The C programming language's bitfields, pseudo-objects found in structs with size equal to some number of bits, are in fact small bit arrays; they are limited in that they cannot span words. Although they give a convenient syntax, the bits are still accessed using bitwise operators on most machines, and they can only be defined statically (like C's static arrays, their sizes are fixed at compile-time). It is also a common idiom for C programmers to use words as small bit arrays and access bits of them using bit operators. A widely available header file included in the X11 system, xtrapbits.h, is "a portable way for systems to define bit field manipulation of arrays of bits.".

In C++, although individual bools typically occupy the same space as a byte or an integer, the STL type vector is a partial specialization in which bits are packed as a space efficiency optimization. Since bytes (and not bits) are the smallest addressable unit in C++, the [] operator does not return a reference to an element, but instead returns a proxy reference. This might seem a minor point, but it means that vector is not a standard STL container, which is why the use of vector is generally discouraged. Another unique STL class, bitset, creates a vector of bits fixed at a particular size at compile-time, and in its interface and syntax more resembles the idiomatic use of words as bit sets by C programmers. It also has some additional power, such as the ability to efficiently count the number of bits that are set. The Boost C++ Libraries provides a dynamic_bitset class whose size is specified at run-time.

In Java, the class BitSet creates a bit array which is then manipulated with functions named after bitwise operators familiar to C programmers.

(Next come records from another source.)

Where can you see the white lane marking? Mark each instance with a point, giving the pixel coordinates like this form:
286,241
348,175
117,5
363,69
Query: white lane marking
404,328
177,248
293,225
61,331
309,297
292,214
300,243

Unlike the bitset in C++, the Java BitSet expands dynamically if a bit is set at an index beyond the current size of the bit vector. In addition, there is a class EnumSet, which represents a Set of values of an enumerated type internally as a bit vector, as a safer alternative to bitfields.

The .NET Framework supplies a BitArray collection class. It stores boolean values, supports random access and bitwise operators, can be iterated over, and its Length property can be changed to grow or truncate it.

Although Standard ML has no support for bit arrays, Standard ML of New Jersey has an extension, the BitArray structure, in its SML/NJ Library. It is not fixed in size and supports set operations and bit operations, including, unusually, shift operations.